Experiment: Debunking the P-value with Statistics
Many of our experiments here at Backyard Brains will have you collecting data. You may be wondering, "well what can I do with all of this data?" Welcome to the wonderful world of Statistics. In this lesson we show you how to formulate a hypothesis and what to do with the data after you have collected it. You can follow along and collect new data during this experiment, use data you have already collected, or follow along with the data we use. The choice is yours.
What will you learn?
You will learn how to formulate a hypothesis. After you have some data you will learn how to analyze it using fundamental statistical procedures and tests. You will then see if your results support your null or alternative hypothesis.
- Reaction Time
- Comparing Nerve Speed
You should have data ready from previous experiments. If not, go back to one of the experiments listed below and collect some data, or follow along using our data set for left and right hand reaction times.
In the past three cognitive experiments, you have recorded data and run experiments. The purpose of collecting data is not just for observation, but also for inference (meaning, to draw a conclusion and learn about the population you are studying). Observations are easy. Some people have blue eyes and others have green. Drawing inferences about a population though can be very difficult. It requires thoughtful data collection and elegant analysis. For example, how do you determine the average height of a man? You wouldn't solely go to an NBA basketball team nor a Kentucky Derby Horse Jockey convention would you?
Going further and using inferences to show how two populations are different can be even more challenging. Is it possible to prove that on average men are taller than women? Many variables could throw you off from making a valid conclusion. Collecting average female height data solely from the WNBA and male height solely from the Kentucky Derby jockeys would result in a population bias as well as a small sample size. Finally, was data self-reported, or was it professionally measured?
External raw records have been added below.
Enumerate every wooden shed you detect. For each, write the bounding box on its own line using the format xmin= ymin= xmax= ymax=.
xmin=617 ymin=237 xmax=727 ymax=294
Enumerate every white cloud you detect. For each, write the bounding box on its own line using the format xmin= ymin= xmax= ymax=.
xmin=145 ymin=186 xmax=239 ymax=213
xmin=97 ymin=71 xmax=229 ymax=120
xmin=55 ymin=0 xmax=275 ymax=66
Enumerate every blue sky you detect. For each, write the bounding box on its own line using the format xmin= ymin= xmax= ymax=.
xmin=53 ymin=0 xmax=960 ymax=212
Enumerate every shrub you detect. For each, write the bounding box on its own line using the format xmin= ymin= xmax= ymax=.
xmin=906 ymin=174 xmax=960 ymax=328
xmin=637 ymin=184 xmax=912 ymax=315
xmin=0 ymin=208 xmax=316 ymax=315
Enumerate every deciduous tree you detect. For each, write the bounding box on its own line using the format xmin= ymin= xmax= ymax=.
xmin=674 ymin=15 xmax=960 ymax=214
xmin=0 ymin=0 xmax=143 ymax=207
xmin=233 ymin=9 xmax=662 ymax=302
As you can imagine, collecting good data and analyzing it is hard work. The good news is that becoming a statistician is a lucrative profession. Governments, Wall Street, corporations, labs, and even some individuals all need good statisticians, and they are usually willing to pay good wages.
In this lesson we will do some basic statistical analysis. Before we do this though, you must go out and collect data. Luckily, if you have already completed one or all of the last three cognitive experiments, you will have some data to work with. We hope you did best to control your methods and be consistent! You are welcome to follow along with your own data sets, or collect new ones. If you have a small sample size though (less than 7 subjects for any of the past 3 experiments), you should collect more data.
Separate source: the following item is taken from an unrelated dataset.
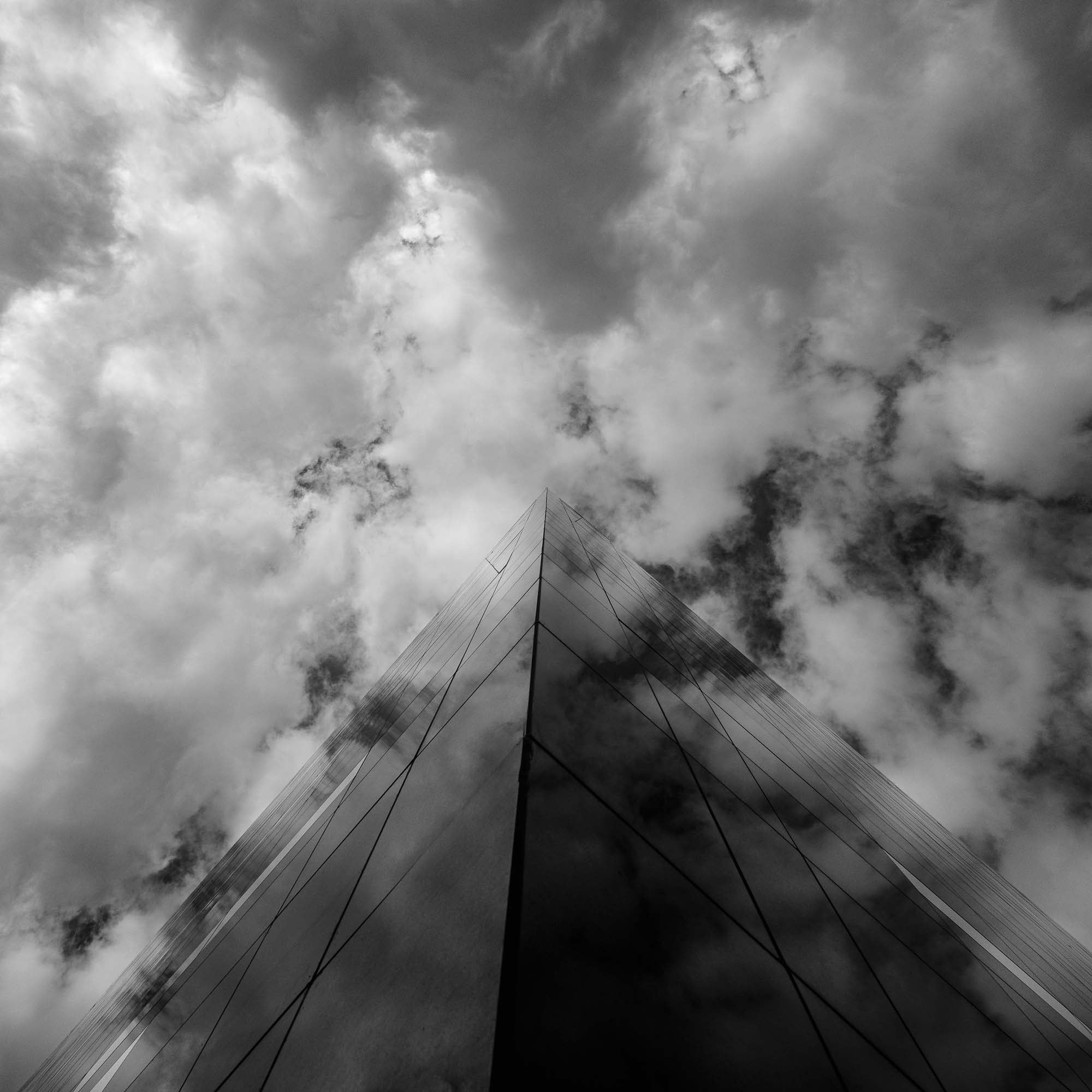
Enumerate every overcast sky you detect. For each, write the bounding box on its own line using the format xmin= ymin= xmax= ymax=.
xmin=0 ymin=0 xmax=1092 ymax=1087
Before we begin to collect data, we are going to form some hypotheses.
The Raw Data, Graphs & Distributions
Below is a data set we collected from performing Cognitive Experiment #3 Reaction Time. Here we show the reaction times for both left and right hands for the visual cue. We gathered 20 college age volunteers, 10 left-handed and 10 right-handed. Reaction time is displayed in seconds.
Now that we have the raw data written down, we can begin to look over the results. There appear to be no "strange" values, so our data set is probably good. For example, if one of our values were a .78, we would probably throw this value out and not use it. Sound fishy? Sure does, but there is math to it, which can read more about outliers here.
Next, we want to organize the data specifically for both our hypothesis:
Hypothesis 1: Right handed people are faster with their right, dominant, hand.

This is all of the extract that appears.